I chose to forgive. It took another 10(+or-) years, but I eventually started towards having a very close and loving relationship with him. When he passed away last year, it was one of the hardest moments in my life.

I feel so bad for those of you who's abusers never change. I hope that you are able to find peace in other ways.


I, too, see this and think, I was relatively lucky.

The emotional abuse lasts much longer than the physical injury though. Even as I approach 50, I don't allow most people to get anywhere near me emotionally.

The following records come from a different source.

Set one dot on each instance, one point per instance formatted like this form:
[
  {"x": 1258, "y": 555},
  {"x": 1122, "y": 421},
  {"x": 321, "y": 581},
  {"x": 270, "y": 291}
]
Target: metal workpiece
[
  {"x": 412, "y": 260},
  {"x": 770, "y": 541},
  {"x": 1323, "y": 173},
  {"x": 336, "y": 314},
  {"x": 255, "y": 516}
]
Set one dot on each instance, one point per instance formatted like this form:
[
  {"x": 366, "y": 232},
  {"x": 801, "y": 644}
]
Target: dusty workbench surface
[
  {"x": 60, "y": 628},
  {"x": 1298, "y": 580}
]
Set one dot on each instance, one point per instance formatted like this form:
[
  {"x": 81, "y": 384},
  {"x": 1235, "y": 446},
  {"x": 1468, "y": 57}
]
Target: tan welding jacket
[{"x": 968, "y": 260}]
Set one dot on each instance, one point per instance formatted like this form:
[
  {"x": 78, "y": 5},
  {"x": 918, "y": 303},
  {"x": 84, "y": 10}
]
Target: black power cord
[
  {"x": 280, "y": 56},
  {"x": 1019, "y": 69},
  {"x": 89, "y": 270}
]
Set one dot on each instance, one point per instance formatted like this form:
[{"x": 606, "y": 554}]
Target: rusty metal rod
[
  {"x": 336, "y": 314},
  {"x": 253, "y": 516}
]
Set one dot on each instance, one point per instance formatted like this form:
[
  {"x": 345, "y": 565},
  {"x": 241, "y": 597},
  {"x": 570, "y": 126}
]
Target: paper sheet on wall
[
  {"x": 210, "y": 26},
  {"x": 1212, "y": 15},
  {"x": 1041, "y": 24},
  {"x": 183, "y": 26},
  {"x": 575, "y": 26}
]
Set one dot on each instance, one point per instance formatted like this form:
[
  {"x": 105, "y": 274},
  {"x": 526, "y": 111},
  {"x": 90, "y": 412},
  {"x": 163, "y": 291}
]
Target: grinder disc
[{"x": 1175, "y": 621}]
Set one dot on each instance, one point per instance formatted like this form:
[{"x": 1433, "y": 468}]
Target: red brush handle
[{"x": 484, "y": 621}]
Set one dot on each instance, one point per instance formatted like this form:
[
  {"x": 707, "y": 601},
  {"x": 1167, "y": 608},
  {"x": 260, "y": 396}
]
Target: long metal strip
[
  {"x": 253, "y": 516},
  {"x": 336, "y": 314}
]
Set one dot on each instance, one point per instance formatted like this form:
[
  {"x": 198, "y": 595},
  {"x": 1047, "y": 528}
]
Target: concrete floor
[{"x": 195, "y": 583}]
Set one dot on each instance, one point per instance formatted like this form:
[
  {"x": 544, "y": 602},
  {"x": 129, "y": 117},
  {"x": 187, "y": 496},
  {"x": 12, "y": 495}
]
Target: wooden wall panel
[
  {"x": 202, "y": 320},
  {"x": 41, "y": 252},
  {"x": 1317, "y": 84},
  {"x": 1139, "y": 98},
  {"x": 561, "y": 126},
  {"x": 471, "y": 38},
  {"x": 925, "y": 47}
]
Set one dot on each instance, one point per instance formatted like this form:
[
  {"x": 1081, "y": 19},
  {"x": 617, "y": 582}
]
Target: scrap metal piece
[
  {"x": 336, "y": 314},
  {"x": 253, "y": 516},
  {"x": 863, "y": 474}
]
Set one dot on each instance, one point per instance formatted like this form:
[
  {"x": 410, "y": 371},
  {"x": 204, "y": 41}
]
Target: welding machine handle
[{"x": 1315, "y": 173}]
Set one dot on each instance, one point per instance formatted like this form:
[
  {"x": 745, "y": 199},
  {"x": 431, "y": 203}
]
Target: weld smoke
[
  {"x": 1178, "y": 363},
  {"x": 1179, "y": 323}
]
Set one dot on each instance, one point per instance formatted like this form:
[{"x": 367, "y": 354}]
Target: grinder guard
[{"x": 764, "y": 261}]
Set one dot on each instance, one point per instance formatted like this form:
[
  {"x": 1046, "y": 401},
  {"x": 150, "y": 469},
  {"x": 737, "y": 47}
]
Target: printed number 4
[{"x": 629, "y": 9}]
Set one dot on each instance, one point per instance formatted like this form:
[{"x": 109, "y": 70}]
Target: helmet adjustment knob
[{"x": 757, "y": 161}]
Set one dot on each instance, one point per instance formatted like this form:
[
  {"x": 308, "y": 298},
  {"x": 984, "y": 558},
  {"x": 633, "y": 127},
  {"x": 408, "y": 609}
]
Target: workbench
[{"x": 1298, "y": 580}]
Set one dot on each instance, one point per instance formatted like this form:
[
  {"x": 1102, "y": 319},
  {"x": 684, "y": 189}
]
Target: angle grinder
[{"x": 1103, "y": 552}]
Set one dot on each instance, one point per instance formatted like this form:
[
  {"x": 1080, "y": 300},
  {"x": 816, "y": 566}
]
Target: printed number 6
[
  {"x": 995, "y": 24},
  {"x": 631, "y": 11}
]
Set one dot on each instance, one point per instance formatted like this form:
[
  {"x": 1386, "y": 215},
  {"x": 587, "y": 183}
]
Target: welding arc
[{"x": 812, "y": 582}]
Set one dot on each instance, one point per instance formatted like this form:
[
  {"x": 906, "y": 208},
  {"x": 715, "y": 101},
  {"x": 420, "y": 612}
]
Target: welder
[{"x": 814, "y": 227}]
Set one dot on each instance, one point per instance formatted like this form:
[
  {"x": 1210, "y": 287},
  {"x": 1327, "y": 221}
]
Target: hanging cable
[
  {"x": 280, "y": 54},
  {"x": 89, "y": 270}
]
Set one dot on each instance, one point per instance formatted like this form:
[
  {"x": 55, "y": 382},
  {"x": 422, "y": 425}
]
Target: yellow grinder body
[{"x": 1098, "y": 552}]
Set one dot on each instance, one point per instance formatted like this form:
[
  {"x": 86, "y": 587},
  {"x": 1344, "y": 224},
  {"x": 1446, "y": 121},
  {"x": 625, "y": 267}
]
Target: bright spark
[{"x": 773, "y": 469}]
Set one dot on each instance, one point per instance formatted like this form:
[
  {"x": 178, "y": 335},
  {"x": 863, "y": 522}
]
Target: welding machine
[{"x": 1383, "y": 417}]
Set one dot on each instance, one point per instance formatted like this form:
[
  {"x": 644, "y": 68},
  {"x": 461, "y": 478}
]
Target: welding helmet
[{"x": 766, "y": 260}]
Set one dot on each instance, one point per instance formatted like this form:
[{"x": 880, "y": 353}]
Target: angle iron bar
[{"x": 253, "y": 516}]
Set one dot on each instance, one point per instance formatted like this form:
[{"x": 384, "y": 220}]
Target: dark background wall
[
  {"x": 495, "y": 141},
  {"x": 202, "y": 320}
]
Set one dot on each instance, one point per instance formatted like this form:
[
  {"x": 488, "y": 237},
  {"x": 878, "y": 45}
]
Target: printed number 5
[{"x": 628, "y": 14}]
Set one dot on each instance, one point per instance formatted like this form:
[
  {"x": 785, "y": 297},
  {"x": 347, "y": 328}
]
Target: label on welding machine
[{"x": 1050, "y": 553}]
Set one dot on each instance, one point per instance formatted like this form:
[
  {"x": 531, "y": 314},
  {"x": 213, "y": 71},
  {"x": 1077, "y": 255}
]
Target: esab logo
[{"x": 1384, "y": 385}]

I don't allow myself to become dependent on anyone. I have walls around walls. And can count the sum total of my personal friends on my fingers. well, maybe a few toes, too.

In my case, the physical abuse ended after my little brother was born. But he is eleven years my junior. And my mother was also actively emotionally abusive, even if she wasn't physically so. The only one in my family who I ever had any emotional connection with was my grandmother.

As a result of the difference in our ages, I was often used as the built in baby-sitter. By the time he was five, I could see the "chain of abuse" developing in me. The night I back-handed him is the night I swore I'd never have children, even though by then I knew I was Gay.

Before my niece was born, I warned my sister that if I ever caught her, her husband, or our father hitting or emotionally abusing the baby as was done to me, I would bring in whatever authorities were necessary to see it stopped. She is now in the 4th grade, and although a bit spoiled, she has never been abused, only loved.

As to another earlier post, it isn't just Christmas that resurrects all this shit. For me, birthdays are horrible. I celebrate everyone else's, but avoid my own like it was the plague. I never once had a happy birthday. They were just a "legitimate" excuse to "spank" me. As an adult, I don't even share my birth-date with my friends, treating it as top secret. Those that do discover it are sworn to secrecy. They have it narrowed down to a few days, but I am always vague and evasive. I would love to experience a happy birthday where I was the center of attention, but the fear in me from all those years is too overpowering to even chance it.

JBT, I am hoping your healing process is better and more complete than mine. The fact that you have shared in such detail is a good sign. Know that there are many of us who feel for you and share your pain. Maybe someday we can all share in the healing as well.